Actually I trade with 25 charts on my screens, don't know a thing of the fundamentals of the companies I trade ( in fact I trade an Index and have done literally 1,000s of trades and don't even know what companies make up that index)

Looking at systems that 'work' you can say "see here is a TA system that is profitable over 1000 trades. That's proof that it can work". But it seems to me when you look at what is generating the profit its not actually the TA signal in a pure sense. It's being exposed to risk when its favourable to do so. That is why lots of systems have equity curve triggers or index filters. Lots of systems have win rates below 50%. They are just capturing the tendency for financial instruments to trend. They are not getting any great insight into the markets next move and/or the length of the next move.

With discretionary traders as far as market reading skills I think what they are doing is far more implicit than some silly TA patterns viewed *after *the event.
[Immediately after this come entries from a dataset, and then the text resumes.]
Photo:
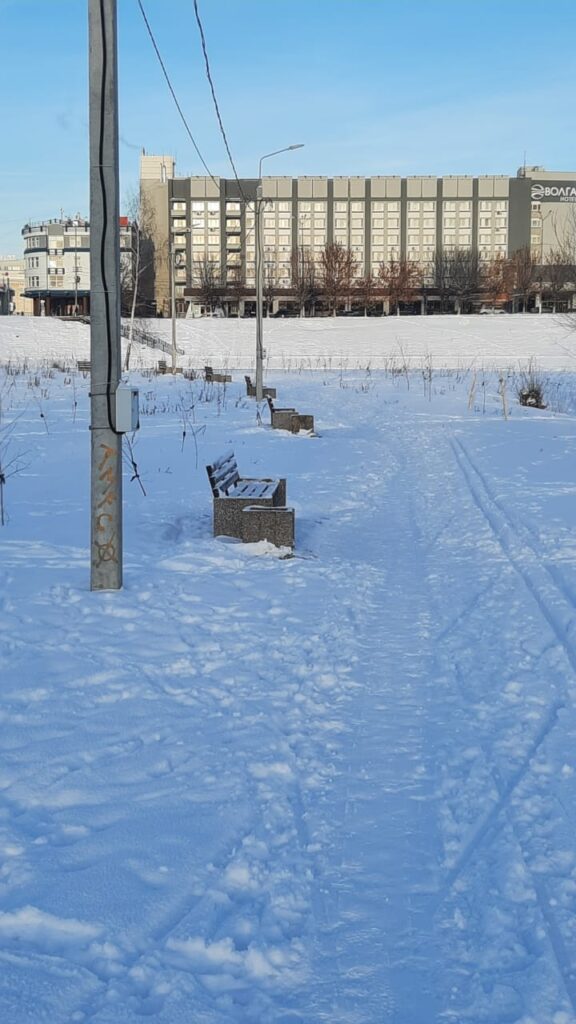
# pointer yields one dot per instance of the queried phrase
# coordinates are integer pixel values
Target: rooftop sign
(553, 192)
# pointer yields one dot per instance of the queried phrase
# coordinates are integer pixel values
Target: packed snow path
(337, 787)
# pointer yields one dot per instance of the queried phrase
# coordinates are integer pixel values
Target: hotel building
(204, 219)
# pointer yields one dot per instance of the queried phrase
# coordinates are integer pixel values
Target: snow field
(333, 787)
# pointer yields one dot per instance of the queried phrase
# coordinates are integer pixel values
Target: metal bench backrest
(223, 474)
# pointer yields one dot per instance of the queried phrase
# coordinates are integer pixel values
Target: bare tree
(464, 276)
(236, 286)
(399, 279)
(337, 267)
(367, 291)
(558, 274)
(270, 286)
(303, 279)
(497, 280)
(441, 276)
(137, 264)
(207, 279)
(525, 275)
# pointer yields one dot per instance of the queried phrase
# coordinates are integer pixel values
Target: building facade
(12, 286)
(203, 220)
(56, 256)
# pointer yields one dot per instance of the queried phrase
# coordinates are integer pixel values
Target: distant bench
(268, 392)
(248, 508)
(289, 419)
(213, 378)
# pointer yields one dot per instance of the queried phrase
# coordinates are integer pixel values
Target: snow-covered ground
(334, 788)
(335, 343)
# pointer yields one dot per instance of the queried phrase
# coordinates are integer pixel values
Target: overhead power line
(213, 91)
(174, 97)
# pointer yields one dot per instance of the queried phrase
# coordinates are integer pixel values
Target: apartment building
(203, 220)
(56, 256)
(12, 284)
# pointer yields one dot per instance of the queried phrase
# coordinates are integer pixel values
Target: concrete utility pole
(173, 302)
(106, 538)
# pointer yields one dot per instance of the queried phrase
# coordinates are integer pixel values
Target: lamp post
(259, 267)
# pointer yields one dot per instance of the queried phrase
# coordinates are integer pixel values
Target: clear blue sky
(370, 86)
Sure they may be 'reading' a chart but they, I would very much doubt, are seeing a pattern the same as the last 100 trades they took. They are simply recognising a market phase that is favourable as far as risk to reward. You can say but that is TA. I say from experience you are leaning into the trade in your head long before you can see the pattern show in the chart. You then use a chart to manage your bias. Ie if it goes here I was wrong, if it goes here I was right and am taking profit.

Its you ability to learn and use info to colour your bias that makes you a successful trader. Not waiting for a H&S pattern to show. Once your bias is leaning the right way you will find some pattern in the chart to risk dollars on an uncertain outcome.


----------



## cynic (29 September 2014)

ThingyMajiggy said:


> Okay so TA doesn't work, FA doesn't work. Time for some elaboration for those wondering, what does then? Because TA and FA are all most people know.






ThingyMajiggy said:


> So again, as no one answered me last time, what else is there? If TA and FA don't work, what does? Also I doubt it matters about the application if there is no statistical edge in what you're looking for?




My apologies for overlooking your earlier posts Thingy.

The questions regarding efficacy of particular analysis styles is one to which I prefer not to proffer a definitive answer, primarily on account of it being a rather subjective and controversial topic.

I've known some traders that have been extremely proficient in the profitable application of F/A. Likewise for T/A.

I've also known some that have repeatedly failed to profit despite their devotion to one or another mode of analysis.

Generally, those suffering chronic losses exhibited the same behaviours, namely, a failure to fully appreciate the scope and limitations of their chosen modality. I've observed many traders placing unrealistically high expectations on what their analysis can actually deliver!!!


----------



## tradezy (29 September 2014)

Trembling Hand said:


> Its you ability to learn and use info to colour your bias that makes you a successful trader. Not waiting for a H&S pattern to show. Once your bias is leaning the right way you will find some pattern in the chart to risk dollars on an uncertain outcome.




Hi Trembling Hand,

I would like to ask how you form your "bias" to go either long or short for the instrument you are trading.

With thanks,

Tradezy


----------



## tech/a (29 September 2014)

tradezy said:


> Hi Trembling Hand,
> 
> I would like to ask how you form your "bias" to go either long or short for the instrument you are trading.
> 
> ...




Do you know what his mother looks like?


----------



## Trembling Hand (30 September 2014)

tradezy said:


> Hi Trembling Hand,
> 
> I would like to ask how you form your "bias" to go either long or short for the instrument you are trading.
> 
> ...




I'm not sure if this is a serious question after what I have already added?


----------



## tradezy (30 September 2014)

Hi Trembling Hand,

I'm trying to work out how to develop directional bias on the index (XJO) in a "structured" way.  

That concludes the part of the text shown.